The United States Department of Agriculture's Natural Resources Conservation Service is opening the Conservation Stewardship Program for new enrollments for the new federal fiscal year.
Starting today through Jan. 17, farmers interested in participating in the program can submit applications to NRCS.
"Through the Conservation Stewardship Program, farmers, ranchers and forest landowners are going the extra mile to conserve our nation's resources," NRCS Chief Jason Weller said. "Through their conservation actions, they are ensuring that their operations are more productive and sustainable over the long run."
The CSP is an important Farm Bill conservation program that helps established conservation stewards with taking their level of natural resource management to the next level to improve both their agricultural production and provide valuable conservation benefits such as cleaner and more abundant water, as well as healthier soils and better wildlife habitat.
The program emphasizes conservation performance-producers earn higher payments for performance. In CSP, producers install conservation enhancements to make positive changes in soil quality, soil erosion, water quality, water quantity, air quality, plant resources, animal resources and energy.

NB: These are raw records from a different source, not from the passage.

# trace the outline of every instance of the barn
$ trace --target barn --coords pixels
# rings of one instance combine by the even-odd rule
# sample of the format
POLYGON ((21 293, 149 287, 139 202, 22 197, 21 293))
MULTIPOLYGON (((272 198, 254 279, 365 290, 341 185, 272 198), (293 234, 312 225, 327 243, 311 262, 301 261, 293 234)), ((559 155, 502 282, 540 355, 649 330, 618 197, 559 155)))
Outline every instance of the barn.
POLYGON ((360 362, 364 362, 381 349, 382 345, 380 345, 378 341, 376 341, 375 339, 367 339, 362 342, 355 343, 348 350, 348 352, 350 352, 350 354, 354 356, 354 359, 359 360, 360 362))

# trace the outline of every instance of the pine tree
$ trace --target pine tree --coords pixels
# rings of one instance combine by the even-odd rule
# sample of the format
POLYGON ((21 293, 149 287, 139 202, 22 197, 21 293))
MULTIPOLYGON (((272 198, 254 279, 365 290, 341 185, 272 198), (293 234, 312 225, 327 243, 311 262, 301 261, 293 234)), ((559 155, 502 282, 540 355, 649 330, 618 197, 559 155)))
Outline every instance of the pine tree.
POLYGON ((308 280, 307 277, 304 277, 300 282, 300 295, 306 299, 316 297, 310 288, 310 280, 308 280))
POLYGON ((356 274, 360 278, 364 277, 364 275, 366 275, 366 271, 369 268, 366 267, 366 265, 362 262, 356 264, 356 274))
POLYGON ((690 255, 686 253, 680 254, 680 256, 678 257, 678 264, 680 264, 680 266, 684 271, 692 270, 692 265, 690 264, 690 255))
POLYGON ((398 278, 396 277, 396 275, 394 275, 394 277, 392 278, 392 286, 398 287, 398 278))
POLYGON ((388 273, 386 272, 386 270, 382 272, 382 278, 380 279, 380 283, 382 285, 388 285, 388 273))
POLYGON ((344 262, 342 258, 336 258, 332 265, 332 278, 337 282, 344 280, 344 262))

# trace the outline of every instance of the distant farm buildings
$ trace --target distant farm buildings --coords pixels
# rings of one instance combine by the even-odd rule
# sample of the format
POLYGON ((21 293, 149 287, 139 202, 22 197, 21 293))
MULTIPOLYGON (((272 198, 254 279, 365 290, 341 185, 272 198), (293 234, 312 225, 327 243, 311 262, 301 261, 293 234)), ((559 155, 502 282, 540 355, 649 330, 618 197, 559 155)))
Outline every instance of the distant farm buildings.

Some popular enhancements used by farmers include:
Using new nozzles that reduce the drift of pesticides, lowering input costs and use of pesticides where they are most needed;
Use of cover crop for erosion control;
Modifying water facilities to prevent bats and bird species from being trapped;
Burning patches of land, mimicking prairie fires to enhance wildlife habitat; and
Rotating feeding areas and monitoring key grazing areas to improve grazing management.
Eligible landowners and operators in Ohio and Pennsylvania can enroll in CSP through Jan. 17 to be eligible during the 2014 federal fiscal year by contacting the local NRCS office in Cortland at 330-637-2046 at Ext.109.
To learn more about CSP, visit the NRCS website at nrcs.usda.gov
The Trumbull SWCD appreciates the dedication to protecting our resources and commends the producers on their efforts in this regard.
Mike Wilson is the executive director of the Trumbull Soil and Water Conservation District and is an associate member of the Trumbull County Farm Bureau.